La construction de ce livre est surprenante. Gérard Noiret le signe sur la couverture et le titre « Autoportrait » au singulier semble impliquer que l’ensemble représente l’auteur. Or les premières pages sont une préface signée Christian Lachaud, qui se présente comme l’entrepreneur de l’ouvrage : une anthologie demandée par Antoine Journoy pour fêter les vingt ans des éditions « Les colosses de Memnon ». Suit effectivement une réunion de trois poètes dénommés Guy Châtelain, « né en 1983, (…) professeur de philosophie à Nancy », Viviane Ledéra, « née en 1948 (…) longtemps assistante sociale dans la région lyonnaise », et Pierre du Pontel « né en 1932, médecin (…) dans la région de Tours ». Mais où est passé Gérard Noiret ?
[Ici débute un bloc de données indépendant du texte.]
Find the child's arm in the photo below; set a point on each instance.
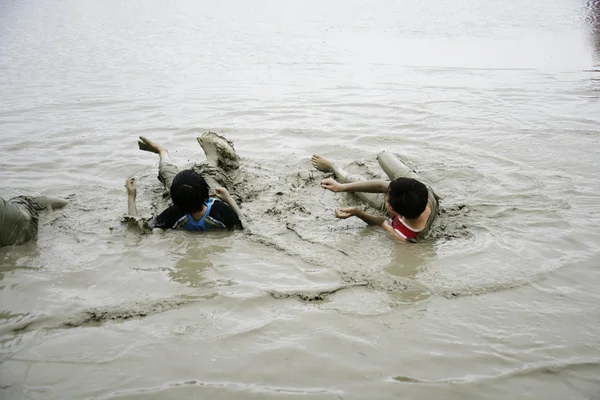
(389, 228)
(370, 219)
(360, 186)
(131, 194)
(224, 195)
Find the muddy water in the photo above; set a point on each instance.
(495, 104)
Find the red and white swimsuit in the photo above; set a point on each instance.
(404, 230)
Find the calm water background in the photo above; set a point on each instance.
(495, 103)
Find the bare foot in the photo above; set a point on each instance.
(321, 163)
(148, 145)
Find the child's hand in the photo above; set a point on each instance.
(130, 185)
(331, 184)
(343, 213)
(222, 193)
(387, 226)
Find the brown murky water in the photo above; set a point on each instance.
(496, 104)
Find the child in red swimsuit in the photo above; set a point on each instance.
(410, 203)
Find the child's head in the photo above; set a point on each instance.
(407, 197)
(189, 191)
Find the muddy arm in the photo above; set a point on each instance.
(358, 186)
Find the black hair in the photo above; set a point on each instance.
(408, 197)
(189, 191)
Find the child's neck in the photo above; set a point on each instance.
(197, 215)
(419, 222)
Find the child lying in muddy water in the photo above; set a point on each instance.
(193, 209)
(411, 204)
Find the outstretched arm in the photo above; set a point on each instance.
(131, 194)
(390, 229)
(360, 186)
(224, 195)
(370, 219)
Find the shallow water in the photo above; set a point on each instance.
(496, 105)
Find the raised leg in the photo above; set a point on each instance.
(376, 201)
(219, 151)
(166, 169)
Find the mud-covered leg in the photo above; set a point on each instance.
(376, 201)
(166, 169)
(18, 221)
(219, 151)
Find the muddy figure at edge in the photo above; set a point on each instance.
(19, 218)
(201, 200)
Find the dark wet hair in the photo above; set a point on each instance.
(189, 191)
(408, 197)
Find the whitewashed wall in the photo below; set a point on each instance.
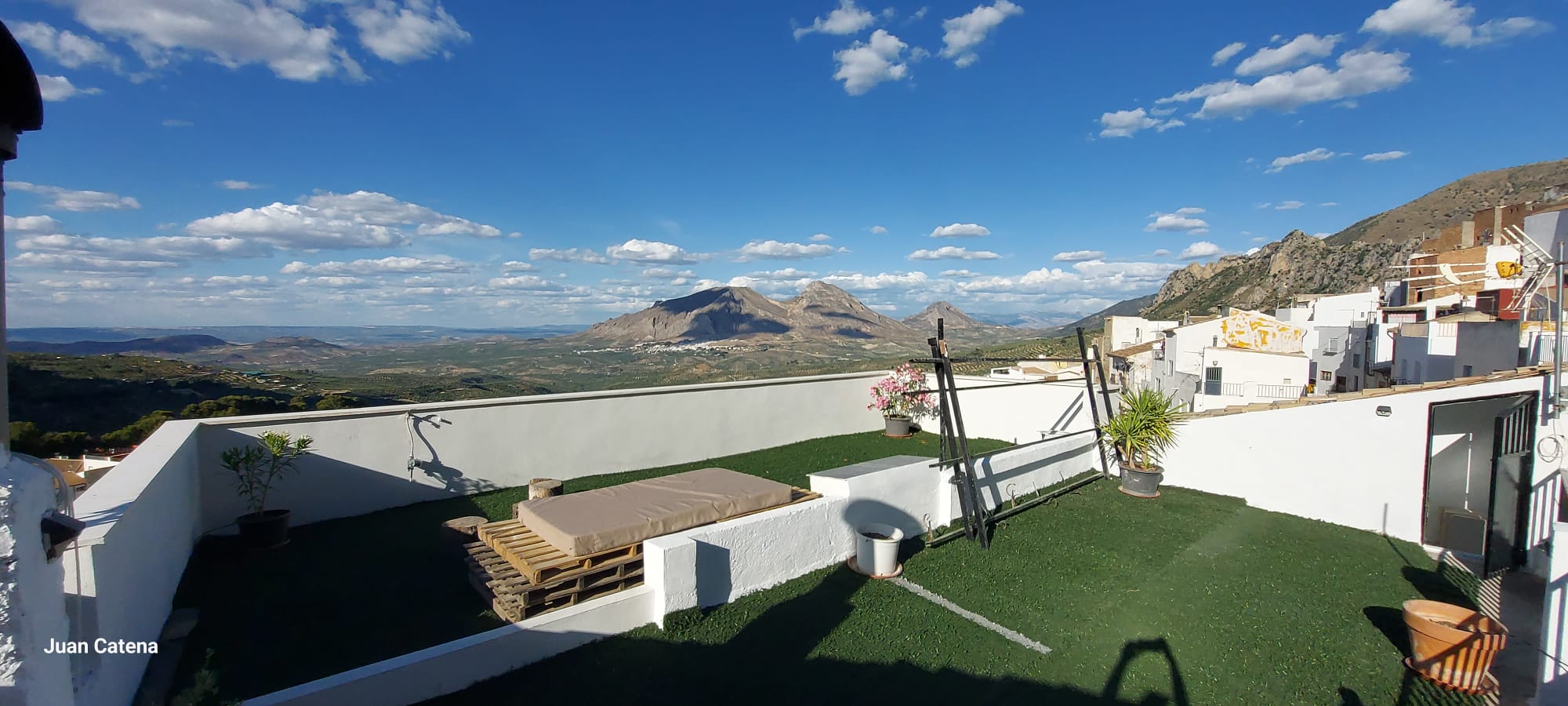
(1020, 413)
(460, 664)
(143, 522)
(32, 606)
(1371, 476)
(361, 462)
(1555, 624)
Lorsque l’on voit que les poèmes d’Atlantides, attribués à Pierre du Pontel, sont la reprise partielle, avec quelques variantes du livre publié par Gérard Noiret, sous le même titre, aux éditions BIPVAL en 2008, on se dit que tout le livre doit reposer sur un jeu d’hétéronymes fictifs. Pourquoi cette construction, au demeurant efficace ? Sans doute pour indiquer qu’un poète, sur une vie (« au soleil couchant »), ou même à un moment de son existence (« au soleil couchant ») n’est pas seulement « un autre » : il est plusieurs. Ni univoque ni uniforme, il est dans un mouvement de langue qui le porte le temps d’un livre, sans s’interdire qu’un autre mouvement le porte pour un autre livre. Châtelain, Ledéra et du Pontel sont des « voix dissemblables » mais « réunies par leurs vibrations autour de la basse continue (d’une) attente », celle d’un « lyrisme critiqué ».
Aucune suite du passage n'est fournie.